Someone searches at Yahoo, and search results are returned. Each time someone searches like that, an entry is made in a query log.

Query logs at the search engine are looked at to find a number of the top related terms for a query. The actual amount of “top related queries” might be different for each query.

These “related terms” are queries that might have included the word or words from the original query within them, and may be considered as units - distinct phrases, terms or concepts recognized by the search engine. In my “Also try” image example above, we see “jaguar cars,” “jaguar xf,” “jaguar animal pictures,” and “jaguar parts.”

Those are terms that are “related” to the query “jaguar” under this process. The related terms in log files might only be looked at for a specific period of time, like the last week or two.

If you were to then take that “top” set of queries that contained the primary query term (jaguar) and see how many times each of the related query terms appeared relative to each other, you could get a “relative frequency.”

Example of relative frequency (roughly, out of 60 appearances of related terms):

jaguar cars - 30 times (50 percent)
jaguar xf - 15 times (25 percent)
jaguar animal pictures - 10 times (17 percent)
jaguar parts - 5 times (8 percent)

Yahoo might also look to see how often the top related terms were used during query sessions from individuals, to redefine their queries. For example, how often does someone searching for “jaguar” then go on to search for “jaguar cars” or “jaguar animal pictures”?

Related Terms in Search Results

If you search for “jaguar,” and were to look at the number of results for each of the top related terms in a top certain number of search results (let’s say the top 100), and then see which percentage of that number existed for each of the related terms, you would have the “relative frequency in relation to all terms in the set of terms” for each of the related terms.

Looking at the top 100 results (to keep the math simple), we might see how often the word “jaguar” and the other term or terms appeared on the same pages in those results. Let’s just quess at some numbers to show how this works:

jaguar cars - 39 times (39 percent)
jaguar xf - 24 times (24 percent)
jaguar animal pictures - 15 times (15 percent)
jaguar parts - 22 times (22 percent)

Under the patent application, this part of the process might look at the actual content found upon the pages pointed to in the search results, or it might limit itself to only counting results where those words appear in the page title and abstract for the each search result.

Comparing Query Logs with Search Results

If we match up the number of times that people searched for the top related terms for “jaguar” with the number of times that results for those related terms appear in search results for “jaguar”, we might be able to use those numbers to see how “relevant” the search results are for the primary query term “jaguar.”

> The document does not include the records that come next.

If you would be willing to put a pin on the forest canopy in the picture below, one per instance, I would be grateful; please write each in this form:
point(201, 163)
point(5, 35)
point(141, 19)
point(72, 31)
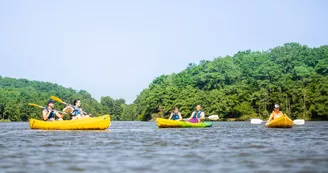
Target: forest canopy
point(245, 85)
point(241, 86)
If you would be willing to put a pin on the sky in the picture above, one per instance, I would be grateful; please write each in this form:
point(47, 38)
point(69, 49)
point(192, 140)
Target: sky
point(117, 48)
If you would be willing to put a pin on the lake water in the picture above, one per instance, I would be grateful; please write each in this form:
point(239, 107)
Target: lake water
point(142, 147)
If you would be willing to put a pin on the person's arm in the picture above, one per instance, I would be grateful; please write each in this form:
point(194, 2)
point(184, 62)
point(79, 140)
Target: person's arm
point(180, 117)
point(68, 109)
point(202, 116)
point(58, 114)
point(192, 114)
point(45, 115)
point(270, 118)
point(170, 116)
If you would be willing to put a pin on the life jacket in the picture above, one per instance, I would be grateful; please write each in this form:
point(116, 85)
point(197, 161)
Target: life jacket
point(275, 114)
point(51, 115)
point(76, 110)
point(197, 114)
point(175, 116)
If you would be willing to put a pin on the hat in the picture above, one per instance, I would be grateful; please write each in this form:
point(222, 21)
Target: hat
point(51, 101)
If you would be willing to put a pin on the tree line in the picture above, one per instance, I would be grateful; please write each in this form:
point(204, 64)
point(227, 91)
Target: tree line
point(245, 85)
point(242, 86)
point(16, 94)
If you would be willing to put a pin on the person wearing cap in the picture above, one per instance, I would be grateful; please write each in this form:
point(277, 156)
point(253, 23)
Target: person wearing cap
point(175, 115)
point(50, 114)
point(276, 113)
point(197, 116)
point(76, 111)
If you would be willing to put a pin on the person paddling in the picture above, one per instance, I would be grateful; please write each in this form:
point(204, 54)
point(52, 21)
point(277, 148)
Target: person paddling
point(76, 110)
point(276, 113)
point(49, 114)
point(175, 115)
point(197, 116)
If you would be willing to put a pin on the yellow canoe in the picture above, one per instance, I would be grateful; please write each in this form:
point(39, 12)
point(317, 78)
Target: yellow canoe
point(97, 123)
point(165, 123)
point(281, 122)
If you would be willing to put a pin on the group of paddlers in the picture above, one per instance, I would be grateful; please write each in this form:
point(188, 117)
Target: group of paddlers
point(199, 115)
point(195, 117)
point(75, 111)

jaguar cars - 50 percent of queries, 39 percent of search results
jaguar xf - 25 percent of queries, 24 percent of search results
jaguar animal pictures - 17 percent of queries, 15 percent of search results
jaguar parts - 8 percent of queries, 22 percent of search results

How well do the searches for the top related terms in query logs match up with appearances of those top related terms in search results for the primary search term or phrase?

If they match up well, then you might be able to say that the search engine is providing relevant results. If the frequencies of appearances (percentages) don’t match up well, then it’s possible that a search algorithm or two might need to be tweaked by a search engineer.

Checking for Variety of Search Results

This might be as simple as making sure that each of the top number of top related terms that appear within the queries also appear within the top number of search results at least once.

The Patent Application

Automatic relevance and variety checking for web and vertical search engines
Invented by Jignashu G. Parikh
US Patent Application 20080010269
Published January 10, 2008
Filed: July 5, 2006

Yahoo came out with another patent application a while back, Using matrix representations of search engine operations to make inferences about documents in a search engine corpus, which explores use query histories to improve search results

The inventor listed in that document published a paper that appears related, titled Unity: relevance feedback using user query logs.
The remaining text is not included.